Although he is long on complaints and short on suggestions, Sloan has hit the nail on the head here, and despite his clumsy treatment of religious matters the book’s impact remains keenly felt after the last page is turned. The reader is left doubting that introducing religion per se into medical practice would have anywhere close to the beneficial impact of simply reemphasizing the human element in doctor-patient relations. His evidence suggesting that the majority of people do not, in fact, wish to discuss religion with their doctors, particularly if it means taking time away from other important matters during office visits (238), is convincing.

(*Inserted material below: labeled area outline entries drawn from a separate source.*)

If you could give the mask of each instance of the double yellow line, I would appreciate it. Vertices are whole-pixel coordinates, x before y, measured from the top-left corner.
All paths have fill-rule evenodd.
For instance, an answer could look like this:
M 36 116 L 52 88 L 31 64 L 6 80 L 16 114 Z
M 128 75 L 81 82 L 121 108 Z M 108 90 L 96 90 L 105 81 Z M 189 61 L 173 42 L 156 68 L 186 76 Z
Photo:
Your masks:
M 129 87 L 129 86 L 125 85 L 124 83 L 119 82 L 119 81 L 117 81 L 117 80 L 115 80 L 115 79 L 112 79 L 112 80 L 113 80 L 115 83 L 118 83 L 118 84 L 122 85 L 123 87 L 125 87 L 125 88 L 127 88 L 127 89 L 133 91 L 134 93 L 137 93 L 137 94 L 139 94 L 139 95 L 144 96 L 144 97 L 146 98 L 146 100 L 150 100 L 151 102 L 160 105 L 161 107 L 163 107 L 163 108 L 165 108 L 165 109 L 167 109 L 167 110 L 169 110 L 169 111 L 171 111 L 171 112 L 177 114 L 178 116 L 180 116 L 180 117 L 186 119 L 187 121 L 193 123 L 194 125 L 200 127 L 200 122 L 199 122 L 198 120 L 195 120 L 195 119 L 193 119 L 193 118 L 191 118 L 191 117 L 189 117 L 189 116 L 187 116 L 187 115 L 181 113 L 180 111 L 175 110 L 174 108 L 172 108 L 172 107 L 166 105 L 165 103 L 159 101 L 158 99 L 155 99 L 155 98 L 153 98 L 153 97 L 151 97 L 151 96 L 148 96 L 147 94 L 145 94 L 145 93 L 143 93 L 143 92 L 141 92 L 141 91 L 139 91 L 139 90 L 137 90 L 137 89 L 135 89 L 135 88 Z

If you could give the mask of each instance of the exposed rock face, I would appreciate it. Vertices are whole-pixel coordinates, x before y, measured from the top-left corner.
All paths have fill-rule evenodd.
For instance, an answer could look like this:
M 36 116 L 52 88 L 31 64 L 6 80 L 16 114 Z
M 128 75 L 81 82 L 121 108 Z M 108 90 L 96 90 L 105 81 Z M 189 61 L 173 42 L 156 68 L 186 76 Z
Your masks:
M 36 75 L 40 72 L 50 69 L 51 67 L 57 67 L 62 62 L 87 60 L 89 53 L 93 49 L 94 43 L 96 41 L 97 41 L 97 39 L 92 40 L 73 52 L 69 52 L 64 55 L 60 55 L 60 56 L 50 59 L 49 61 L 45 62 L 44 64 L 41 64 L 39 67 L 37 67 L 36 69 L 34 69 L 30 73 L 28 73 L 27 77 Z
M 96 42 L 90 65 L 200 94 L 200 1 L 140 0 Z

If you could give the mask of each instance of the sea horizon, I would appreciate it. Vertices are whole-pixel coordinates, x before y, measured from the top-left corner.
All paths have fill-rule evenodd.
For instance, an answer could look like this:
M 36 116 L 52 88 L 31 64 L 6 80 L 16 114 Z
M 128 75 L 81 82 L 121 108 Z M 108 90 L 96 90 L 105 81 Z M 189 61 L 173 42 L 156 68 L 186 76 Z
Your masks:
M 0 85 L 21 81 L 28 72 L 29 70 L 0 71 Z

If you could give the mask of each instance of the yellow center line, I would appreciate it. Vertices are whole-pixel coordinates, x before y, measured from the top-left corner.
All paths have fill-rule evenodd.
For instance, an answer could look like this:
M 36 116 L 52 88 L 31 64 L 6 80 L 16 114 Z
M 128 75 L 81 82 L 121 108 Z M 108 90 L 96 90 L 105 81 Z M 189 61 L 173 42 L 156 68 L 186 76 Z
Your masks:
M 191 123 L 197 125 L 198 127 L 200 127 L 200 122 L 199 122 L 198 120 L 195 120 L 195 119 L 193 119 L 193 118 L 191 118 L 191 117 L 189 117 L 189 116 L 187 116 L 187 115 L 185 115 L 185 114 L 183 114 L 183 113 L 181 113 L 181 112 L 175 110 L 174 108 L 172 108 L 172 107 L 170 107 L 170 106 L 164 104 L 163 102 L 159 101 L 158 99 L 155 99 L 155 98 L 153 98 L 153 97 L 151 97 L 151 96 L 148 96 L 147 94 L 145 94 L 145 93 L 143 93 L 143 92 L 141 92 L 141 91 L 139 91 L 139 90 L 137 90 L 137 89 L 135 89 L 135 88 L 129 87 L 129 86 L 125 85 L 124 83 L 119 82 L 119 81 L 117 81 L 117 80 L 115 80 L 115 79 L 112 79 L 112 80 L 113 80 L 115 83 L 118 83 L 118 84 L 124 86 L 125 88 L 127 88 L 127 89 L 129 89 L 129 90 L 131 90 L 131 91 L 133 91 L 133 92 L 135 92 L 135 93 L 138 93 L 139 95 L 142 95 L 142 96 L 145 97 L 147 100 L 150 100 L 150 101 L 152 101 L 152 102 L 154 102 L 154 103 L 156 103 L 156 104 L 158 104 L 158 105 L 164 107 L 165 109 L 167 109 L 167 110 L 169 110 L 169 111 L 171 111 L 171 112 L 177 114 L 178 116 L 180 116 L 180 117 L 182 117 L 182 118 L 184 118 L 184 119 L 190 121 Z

In combination with the doubts he attempts, with broad success, to cast on the quality of the research in favor of religion-health connections, such revelations should serve to strongly temper the reader’s--and the public’s--enthusiasm for mixing spirituality with everyday medical practice. Sloan’s research is one-sided, yes, but in a way that rings a much-needed note of caution in an important public discourse. While Blind Faith is an imperfect work occasionally weighed down by its author’s ideological biases, it is to be recommended as a counterbalance to the sometimes sectarian cheerleading of many religion-and-health researchers and as a sober-minded voice in support of the repersonalization of medical care. Integrative thinking is not the bogeyman Sloan makes it out to be, but neither does it require the introduction of the pulpit into the hospital waiting room.

References

Baylor University Marketing and Communications. “Baylor Survey Finds New Perspectives on U.S. Religious Landscape.” Baylor University. http://www.baylor.edu/pr/news.php?action=story&story=52815 (accessed Oct. 15, 2009).

Gould, Stephen Jay. 1997. "Nonoverlapping Magisteria". Natural History 106: 16-22.

Reinbach, D.H., et al. 1993. “Acute perforated duodenal ulcer is not associated with Helicobacter pylori infection.” GUT 34 (10): 1344.

Traversa, G., et al. 1995. “Gastroduodenal toxicity of different nonsteroidal antiinflammatory drugs.” Epidemiology 6 (1): 49–54.

Wachirawat, W., S. Hanucharurnkul, P. Suriyawongpaisal, et al. 2003. “Stress, but not Helicobacter pylori, is associated with peptic ulcer disease in a Thai population.” J Med Assoc Thai 86 (7): 672–85.